Accordingly, the government is not estopped from asserting a violation of the Clean Water Act against Mr. Boccanfuso with respect to fill area # 3. Because Mr. Boccanfuso is clearly in violation of the act, the Court must now consider an appropriate remedy with respect to fill area # 3.
The Clean Water Act provides for civil penalties, as well as injunctive remedies. The Court shall first examine the government's request for restoration. A restoration order should be based on a comprehensive evaluation of the particular environmental factors involved and a review of the practicality of the specific restoration ordered. Weiszmann v. District Engineer, United States Corps of Engineers, 526 F.2d 1302, 1304 (5th Cir.1976). The only evidence presented in this case regarding environmental impact is the Statement of Findings and Environmental Assessment which was issued by the Corps on September 27, 1983. Exh. 11. Not only is this assessment nearly five years old, but it was made in connection with an application for fill areas # 1 and # 2. Absent timely and specific evidence with respect to fill area # 3 the Court will not issue an injunction. Instead, the Court orders that, in accordance with 33 C.F.R. § 326.3(e) (1987), the Corps allow Mr. Boccanfuso to submit an after-the-fact permit application regarding fill area # 3 no later than October 7, 1988.6
The Clean Water Act also provides that a person violating the act shall be subject to a civil penalty not to exceed $ 25,000 per day for each violation. The statute directs the court to consider the following factors in determining the amount of a civil penalty: 1) the seriousness of the violation, 2) the economic benefit, if any, resulting from the violation, 3) any history of such violations, 4) any good-faith efforts to comply with the applicable requirements, 5) the economic impact of the penalty on the violator, and 6) such other matters as justice may require. 33 U.S.C. § 1319(d) (1988 Supp.).
In the context of this case, the Court orders the defendant to pay a civil penalty in the amount of $ 2,000.00 by October 7, 1988. Mr. Boccanfuso's violation on fill area # 3, although without ill intent, is inexcusable and cannot be condoned.
1. In general, this act prohibits the obstruction or alteration of navigable waters of the United States without a permit from the Corps.
2. In general, this act prohibits the discharge of dredge or fill material into waters of the United States without a permit from the Corps.
3. The government's argument that Mr. Campbell's letter of February 3, 1986 together with the drawings of the proposed seawalls does not constitute an application is without merit.

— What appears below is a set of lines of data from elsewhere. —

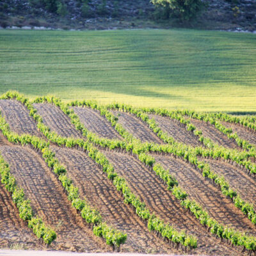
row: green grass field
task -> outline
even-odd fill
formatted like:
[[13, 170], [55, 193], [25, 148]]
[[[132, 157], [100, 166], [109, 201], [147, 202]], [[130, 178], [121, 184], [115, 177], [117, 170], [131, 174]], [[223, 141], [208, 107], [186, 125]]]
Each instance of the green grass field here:
[[197, 111], [256, 111], [256, 35], [0, 31], [0, 93]]

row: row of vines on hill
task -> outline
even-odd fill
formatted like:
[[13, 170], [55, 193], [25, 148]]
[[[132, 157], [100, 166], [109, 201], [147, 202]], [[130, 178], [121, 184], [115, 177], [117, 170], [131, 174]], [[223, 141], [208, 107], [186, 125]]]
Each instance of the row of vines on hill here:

See Exh. 515.
4. The seawall in fill area # 2, appears to have been built beyond six feet from the concrete seawall, the limit initially established by Ms. Yoder. Although no direct testimony was produced on this point, an examination of exhibit 17 reveals that six feet beyond the old concrete seawall is approximately 31 feet from the edge of Harbor Road. An examination of exhibit 39 reveals that the seawall constructed by Mr. Boccanfuso in 1986 extends to a point that is approximately 35 feet from Harbor Road. The record reveals no objection to the placement of the riprap by the government.
5. In fact the government's proposed conclusions of law do not even address the question of estoppel.
6. The Court assumes that the Corps will resume its review of Mr. Boccanfuso's after-the-fact permit application with respect to the groins on fill area # 1.